B.1. England and Wales Water
Since privatisation in 1989, the water industry in England and Wales has consisted of several regional regulated monopolies. The reforms of the Water Act 2014 aimed to increase competition, one of the areas in which being upstream competition. Upstream activities include the "storage and treatment of raw or treated water and the disposal of sewage or waste water".[2]
Specifically, the reforms allow entrants to provide upstream services without "being obliged to also provide retail services". Once the changes relating to these reforms are implemented, access to the water distribution network would be priced as a natural monopoly input (similar to the prices paid by embedded generators in Jersey to JE through the standby charge). Implementing the ECPR to price access to the water network would involve subtracting the incumbent water company's marginal cost of upstream production from the retail price it charges end users.
This calculation is particularly challenging in this case, as water companies' marginal costs are extremely low in the short term due to the long-lived nature of their investments. Hence, the ECPR should ideally be applied by subtracting the long-run marginal cost of production, including a contribution to levelised fixed costs, from the retail price.

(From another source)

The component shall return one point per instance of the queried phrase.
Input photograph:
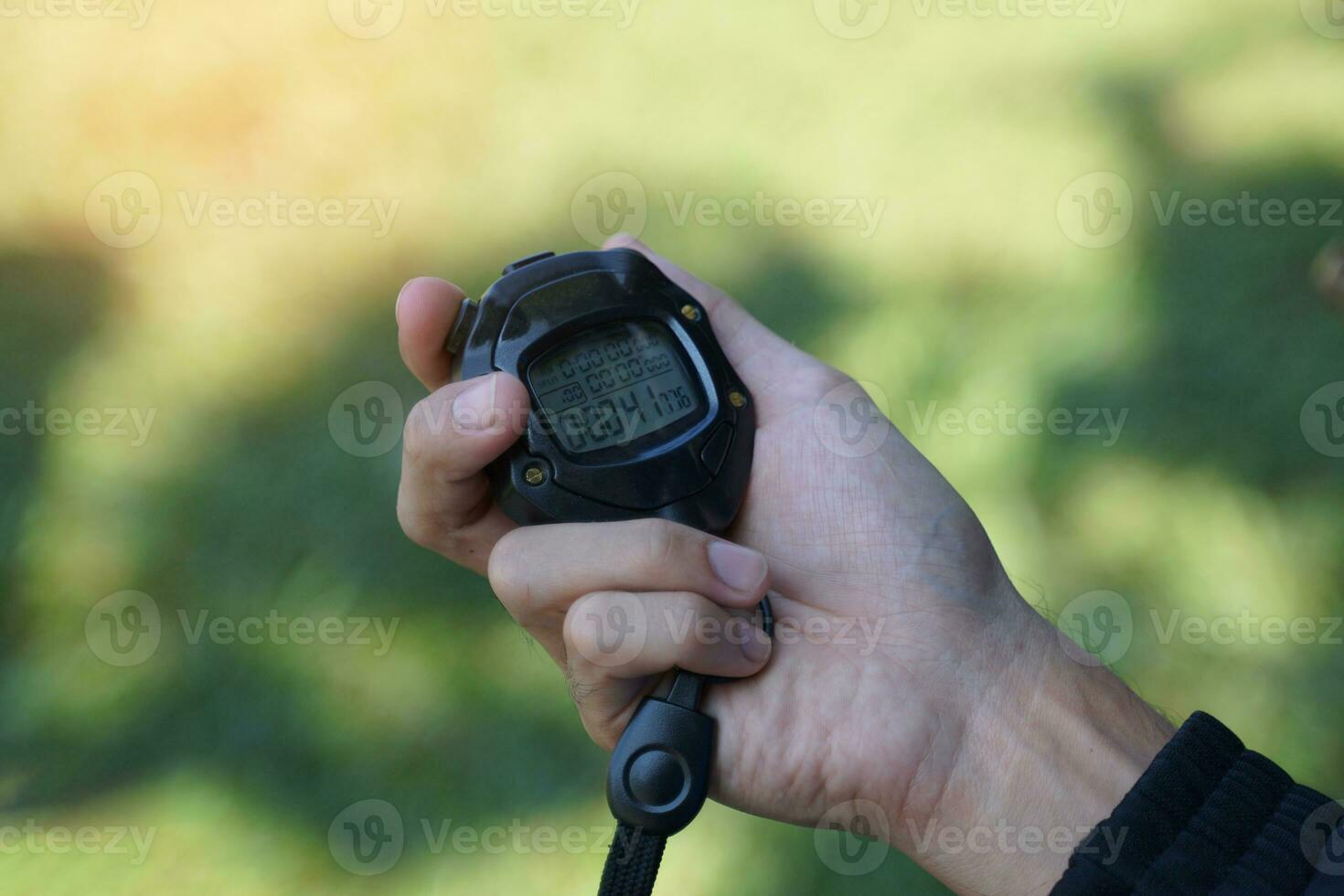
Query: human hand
(910, 684)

However, even if the estimate of the marginal cost of production includes some contribution to long-run fixed costs, the experience from the English and Welsh water sector suggests that new entry may be challenging in practice, and does not necessarily increase economic efficiency. First, assets used in the water sector have very long economic lives, so the incumbent is likely to face lower additional long-term costs than a new entrant starting the same operations. And even if the entrant finds it economical to set up operations, should it not perfectly supplant the incumbent's activity, it would inefficiently introduce costs into the overall water system that would take a long time to disappear.

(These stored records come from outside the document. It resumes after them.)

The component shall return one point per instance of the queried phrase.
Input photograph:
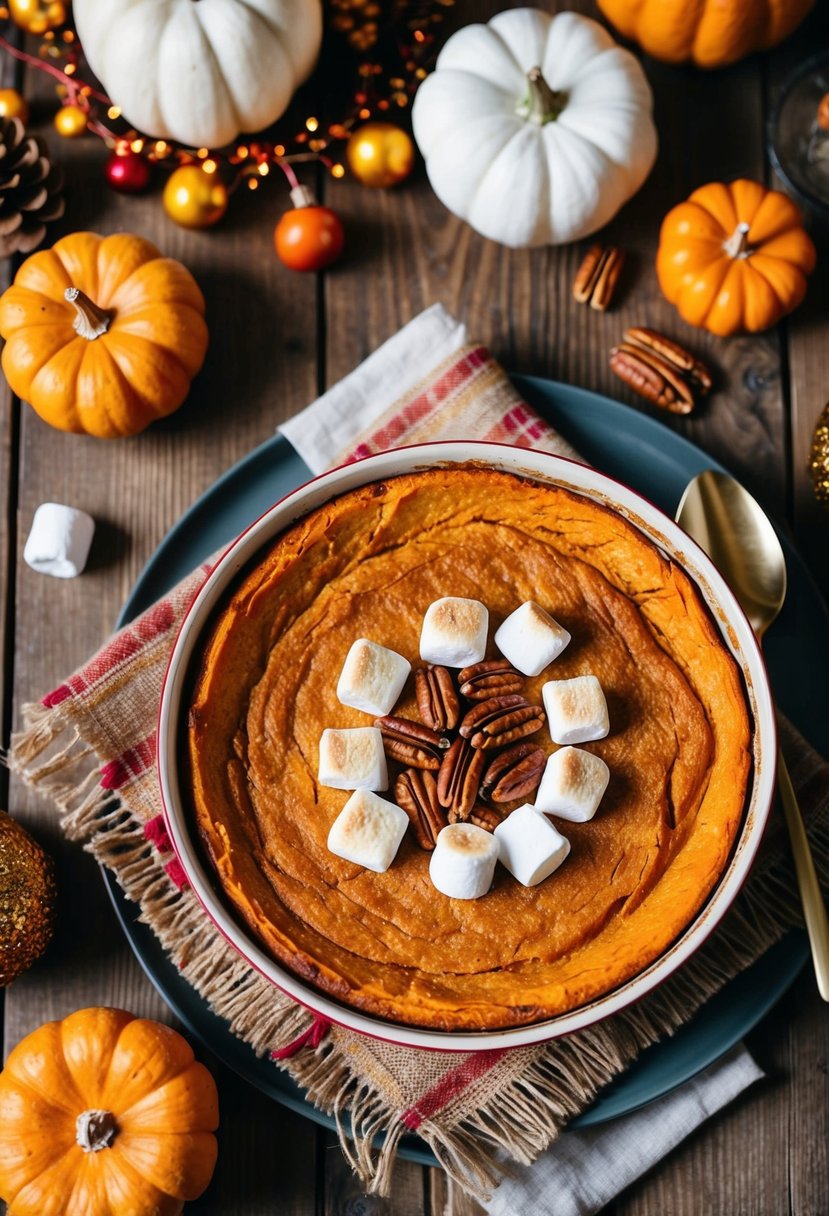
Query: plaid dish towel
(480, 1113)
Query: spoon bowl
(738, 536)
(736, 533)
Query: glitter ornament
(38, 16)
(71, 122)
(128, 173)
(27, 900)
(818, 461)
(379, 155)
(193, 197)
(13, 105)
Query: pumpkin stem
(737, 246)
(90, 320)
(95, 1130)
(300, 196)
(542, 103)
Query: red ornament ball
(127, 172)
(309, 236)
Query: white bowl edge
(659, 528)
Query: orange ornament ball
(308, 236)
(38, 16)
(13, 105)
(379, 155)
(71, 122)
(193, 197)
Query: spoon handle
(815, 910)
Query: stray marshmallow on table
(529, 845)
(576, 709)
(463, 861)
(454, 632)
(573, 784)
(530, 639)
(60, 540)
(372, 677)
(353, 759)
(368, 831)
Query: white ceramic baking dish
(736, 631)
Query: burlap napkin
(90, 747)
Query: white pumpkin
(199, 71)
(535, 129)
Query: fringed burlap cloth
(90, 747)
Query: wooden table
(277, 339)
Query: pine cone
(29, 189)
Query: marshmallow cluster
(372, 677)
(368, 831)
(454, 632)
(530, 639)
(463, 861)
(353, 759)
(60, 540)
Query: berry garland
(374, 54)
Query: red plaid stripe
(451, 1086)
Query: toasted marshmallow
(368, 831)
(454, 632)
(530, 639)
(463, 861)
(576, 709)
(529, 845)
(353, 759)
(573, 784)
(372, 677)
(60, 540)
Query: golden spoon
(736, 533)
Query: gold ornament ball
(13, 105)
(38, 16)
(195, 198)
(379, 155)
(71, 122)
(27, 900)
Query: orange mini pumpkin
(710, 33)
(105, 1113)
(103, 335)
(734, 257)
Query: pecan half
(411, 743)
(436, 698)
(598, 276)
(489, 679)
(483, 817)
(501, 720)
(515, 772)
(416, 793)
(460, 778)
(652, 377)
(672, 353)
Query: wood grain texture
(343, 1195)
(807, 331)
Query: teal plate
(653, 460)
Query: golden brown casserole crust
(367, 566)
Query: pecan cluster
(461, 753)
(660, 370)
(598, 276)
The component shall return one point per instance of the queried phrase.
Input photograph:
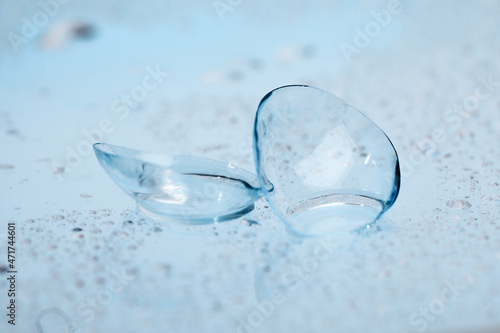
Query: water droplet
(458, 204)
(491, 197)
(333, 185)
(121, 234)
(6, 167)
(249, 223)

The circumstances of the water sector's privatisation 25 years ago present an additional challenge to potential entrants. At the time, capital assets were subject to a high discount rate meaning that their value today as estimated for regulatory purposes is lower than their true replacement cost,[3] and current retail tariffs reflect this approach to valuing assets. Hence, the ECPR, which takes the retail price as its starting point, leaves little "headroom" for new entrants to cover their costs.
B.2. New Zealand Telecommunications
In 1992, Clear Communications sued the monopoly provider for public telephone services, New Zealand Telecom.[4] The former challenged the latter's use of the ECPR in pricing access to the network in order to provide a competing long-distance call service. Specifically, Clear Communications argued that one of the rule's key advantages, that it covers the incumbent's opportunity costs, should not apply in this particular market.
At the time, the telecommunications market in New Zealand was expanding; if new entrants contributed to this increase in demand in some way (eg. through advertising campaigns) then even if an increase in competition caused the monopolist to lose market share, they could well increase profit overall. The same could be true if the monopolist were induced to lower prices due to competitive pressure and increased revenue as a result (through the growth in demand compensating for the discount). In short, the argument put forward by the entrant was that it is hypothetical to say that an incumbent loses profit by granting an entrant access to its input.
This case identifies a similar problem to that experienced in the water industry, that the marginal cost of providing service is low once the infrastructure is provided, so subtracting the marginal cost of the potentially competitive activity from the retail price leaves little "headroom" for new entry. However, this does not apply to the JE case, as the marginal cost of the potentially competitive activity is relatively easy to identify from the cost of energy procurement from France.